Di ruang tamu, aku berpapasan dengan Bapak. Beliau mulai bertanya ada apa? Bukannya menjawab, aku malah menangis. Sampai akhirnya Bapak memberiku air agar sedikit tenang. Semua berkumpul di ruang keluarga, memintaku untuk bercerita.

"Kamu jangan ngarang, Neng," ucap Bapak tampak lesu.

"Aku bukan pengarang Pak. Masa iya aku bohongin Bapak," ketusku karena kalut. Sementara Ibu tak kalah gelisah. Tangannya mengusap bahuku, tetapi mulutnya ikut meracau.

Bapak pun beranjak dari tempat duduk, lantas kami semua mengikuti langkahnya. Ternyata, beliau masuk ke kamarku. Terlihat Bapak berjongkong kemudian menyibak seprai. "Ternyata Adek di sini!" kata Bapak, membuat sesak di dada sedikit berkurang.

"Lagi apa, cepet sini keluar." Bapak menarik tangan Ita hingga gadis kecil itu keluar. Aku mengusap dada beberapa kali. Gara-gara panik, sampai tidak berpikir jernih. Ya Allah ....

"Ngapain, sih, Dek, di situ?" bentakku kesal.

"Main petak umpet sama temen," jawabnya bersembunyi di balik lengan Bapak yang besar. Mungkin dia takut melihat ekspresiku.

"Terus kenapa tadi Kakak panggil kamu gak nyahut, hah?" teriakku. Via yang berdiri di sampingku menyenggol, membuatku menoleh. Mata gadis itu melotot, sepertinya kurang suka dengan sikapku yang kasar.

"Jangan teriak-teriak atuh, berisik!" ucapnya sembari melipat tangan di dada.

Ita yang mungkin merasa takut langsung menangis, Bapak dengan sigap menggendong putri bungsunya. Sementara aku masih memegangi dada karena jantung tak jelas detaknya. Lama-lama tinggal di rumah ini bisa bikin penghuninya gila. Atau mungkin hanya aku yang gila?

***

Malam hari, hujan begitu deras. Bapak belum pulang dari mesjid semenjak salat Magrib tadi. Katanya, mau silaturahmi dengan tetangga. Sementara Via dan Ita bermain di kamar. Mereka bilang ingin mewarnai. Aku dan Ibu duduk di depan TV sembari mencicipi kacang rebus yang dibawa Nenek.

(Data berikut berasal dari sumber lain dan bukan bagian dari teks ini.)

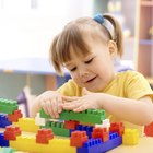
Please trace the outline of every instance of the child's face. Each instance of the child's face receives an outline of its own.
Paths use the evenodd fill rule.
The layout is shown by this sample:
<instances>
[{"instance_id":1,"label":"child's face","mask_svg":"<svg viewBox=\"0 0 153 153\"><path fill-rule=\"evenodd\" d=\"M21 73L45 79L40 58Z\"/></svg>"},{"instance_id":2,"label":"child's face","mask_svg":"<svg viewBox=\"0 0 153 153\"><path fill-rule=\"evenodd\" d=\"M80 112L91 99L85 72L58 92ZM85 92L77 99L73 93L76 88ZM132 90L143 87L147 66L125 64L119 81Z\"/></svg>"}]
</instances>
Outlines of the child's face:
<instances>
[{"instance_id":1,"label":"child's face","mask_svg":"<svg viewBox=\"0 0 153 153\"><path fill-rule=\"evenodd\" d=\"M72 60L66 62L66 68L79 86L92 92L98 92L115 78L113 66L115 46L111 42L103 44L91 37L86 38L86 43L90 43L91 54L85 57L72 54Z\"/></svg>"}]
</instances>

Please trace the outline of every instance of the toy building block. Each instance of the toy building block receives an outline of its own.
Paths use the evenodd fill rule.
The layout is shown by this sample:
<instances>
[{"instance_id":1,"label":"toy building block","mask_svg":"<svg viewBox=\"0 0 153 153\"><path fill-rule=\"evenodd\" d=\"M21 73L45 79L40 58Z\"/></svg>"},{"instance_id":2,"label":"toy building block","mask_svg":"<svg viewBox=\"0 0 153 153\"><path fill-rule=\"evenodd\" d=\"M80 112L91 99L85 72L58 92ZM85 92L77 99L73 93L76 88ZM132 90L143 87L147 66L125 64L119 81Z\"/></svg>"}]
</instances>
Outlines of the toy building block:
<instances>
[{"instance_id":1,"label":"toy building block","mask_svg":"<svg viewBox=\"0 0 153 153\"><path fill-rule=\"evenodd\" d=\"M22 131L37 133L39 127L35 125L34 118L20 118L17 122L13 122L14 126L20 127Z\"/></svg>"},{"instance_id":2,"label":"toy building block","mask_svg":"<svg viewBox=\"0 0 153 153\"><path fill-rule=\"evenodd\" d=\"M104 119L103 122L101 125L95 125L95 128L106 128L107 130L109 130L110 127L110 120L109 119Z\"/></svg>"},{"instance_id":3,"label":"toy building block","mask_svg":"<svg viewBox=\"0 0 153 153\"><path fill-rule=\"evenodd\" d=\"M40 118L39 113L37 113L37 115L35 117L35 123L37 126L45 126L46 119L45 118Z\"/></svg>"},{"instance_id":4,"label":"toy building block","mask_svg":"<svg viewBox=\"0 0 153 153\"><path fill-rule=\"evenodd\" d=\"M31 153L76 153L76 148L70 146L70 139L66 138L54 138L48 144L44 144L36 143L35 136L17 136L15 141L10 140L10 146Z\"/></svg>"},{"instance_id":5,"label":"toy building block","mask_svg":"<svg viewBox=\"0 0 153 153\"><path fill-rule=\"evenodd\" d=\"M11 148L0 148L0 153L15 153L16 150L15 149L11 149Z\"/></svg>"},{"instance_id":6,"label":"toy building block","mask_svg":"<svg viewBox=\"0 0 153 153\"><path fill-rule=\"evenodd\" d=\"M16 136L21 134L21 130L19 127L8 126L4 131L5 140L16 140Z\"/></svg>"},{"instance_id":7,"label":"toy building block","mask_svg":"<svg viewBox=\"0 0 153 153\"><path fill-rule=\"evenodd\" d=\"M11 122L17 122L19 118L22 118L22 113L21 110L14 110L13 114L8 114L8 120Z\"/></svg>"},{"instance_id":8,"label":"toy building block","mask_svg":"<svg viewBox=\"0 0 153 153\"><path fill-rule=\"evenodd\" d=\"M70 137L70 130L64 129L63 122L47 121L45 126L42 126L42 128L52 129L56 136Z\"/></svg>"},{"instance_id":9,"label":"toy building block","mask_svg":"<svg viewBox=\"0 0 153 153\"><path fill-rule=\"evenodd\" d=\"M92 138L99 138L102 142L109 140L109 132L106 128L94 128L92 132Z\"/></svg>"},{"instance_id":10,"label":"toy building block","mask_svg":"<svg viewBox=\"0 0 153 153\"><path fill-rule=\"evenodd\" d=\"M125 126L122 122L111 122L109 127L110 132L118 132L119 136L123 134Z\"/></svg>"},{"instance_id":11,"label":"toy building block","mask_svg":"<svg viewBox=\"0 0 153 153\"><path fill-rule=\"evenodd\" d=\"M153 122L144 127L145 136L153 137Z\"/></svg>"},{"instance_id":12,"label":"toy building block","mask_svg":"<svg viewBox=\"0 0 153 153\"><path fill-rule=\"evenodd\" d=\"M0 146L9 146L9 140L4 139L3 133L0 133Z\"/></svg>"},{"instance_id":13,"label":"toy building block","mask_svg":"<svg viewBox=\"0 0 153 153\"><path fill-rule=\"evenodd\" d=\"M64 125L63 127L66 129L75 129L79 123L80 122L75 121L75 120L66 120L64 123L63 123Z\"/></svg>"},{"instance_id":14,"label":"toy building block","mask_svg":"<svg viewBox=\"0 0 153 153\"><path fill-rule=\"evenodd\" d=\"M48 144L49 140L51 139L54 139L54 133L51 129L39 129L38 133L36 134L37 143Z\"/></svg>"},{"instance_id":15,"label":"toy building block","mask_svg":"<svg viewBox=\"0 0 153 153\"><path fill-rule=\"evenodd\" d=\"M71 133L70 145L81 148L87 140L89 137L85 131L74 131Z\"/></svg>"},{"instance_id":16,"label":"toy building block","mask_svg":"<svg viewBox=\"0 0 153 153\"><path fill-rule=\"evenodd\" d=\"M102 142L101 139L90 139L83 143L82 148L76 149L76 153L105 153L122 143L122 137L119 137L118 133L114 137L109 136L109 138L106 142Z\"/></svg>"},{"instance_id":17,"label":"toy building block","mask_svg":"<svg viewBox=\"0 0 153 153\"><path fill-rule=\"evenodd\" d=\"M85 131L89 138L92 138L92 132L93 132L93 126L83 126L83 125L78 125L75 130L79 131Z\"/></svg>"},{"instance_id":18,"label":"toy building block","mask_svg":"<svg viewBox=\"0 0 153 153\"><path fill-rule=\"evenodd\" d=\"M122 144L134 145L139 142L139 131L138 129L125 129L122 136Z\"/></svg>"},{"instance_id":19,"label":"toy building block","mask_svg":"<svg viewBox=\"0 0 153 153\"><path fill-rule=\"evenodd\" d=\"M16 101L0 98L0 113L13 114L17 108Z\"/></svg>"},{"instance_id":20,"label":"toy building block","mask_svg":"<svg viewBox=\"0 0 153 153\"><path fill-rule=\"evenodd\" d=\"M43 109L40 109L39 113L42 118L51 118L49 115L46 115ZM102 123L102 121L105 119L105 110L87 109L81 113L74 113L72 110L63 110L60 114L59 119L78 120L80 122L90 122L90 123Z\"/></svg>"},{"instance_id":21,"label":"toy building block","mask_svg":"<svg viewBox=\"0 0 153 153\"><path fill-rule=\"evenodd\" d=\"M12 125L12 122L8 120L8 115L0 114L0 128L5 128L10 125Z\"/></svg>"}]
</instances>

Aku menatap Ibu yang fokus menonton sintron kesayagannya. Ingin bertanya lagi, apa tidak ada gangguan selama di sini. Hanya saja, aku takut Ibu jadi tidak nyaman ke depannya.

"Bu, benar gak ada yang aneh di rumah ini?" Akhirnya aku memberanikan diri. Ibu pun menoleh ke arahku, lantas menyimpan cangkang kacang di plastik yang sudah disediakan.

"Ada, tadi saat di dapur."

Mataku membulat seketika. Aku mengubah posisi duduk mejadi menghadap Ibu. "Gimana Bu?"

"Air keran nyala sendiri. Cuma, ya, Ibu mikirnya itu rusak. Besok Ibu panggil Kang Budi saja. Soalnya gak cuma sekali."

Jawaban Ibu tidak sepenuhnya membuatku puas. Tidak mungkin kalau hanya itu saja. Pasti ada hal yang beliau sembunyikan. Selain menghargai Bapak, juga tidak ingin para putrinya takut. Aku kembali memaksa Ibu untuk bicara. "Ada lagi Bu?"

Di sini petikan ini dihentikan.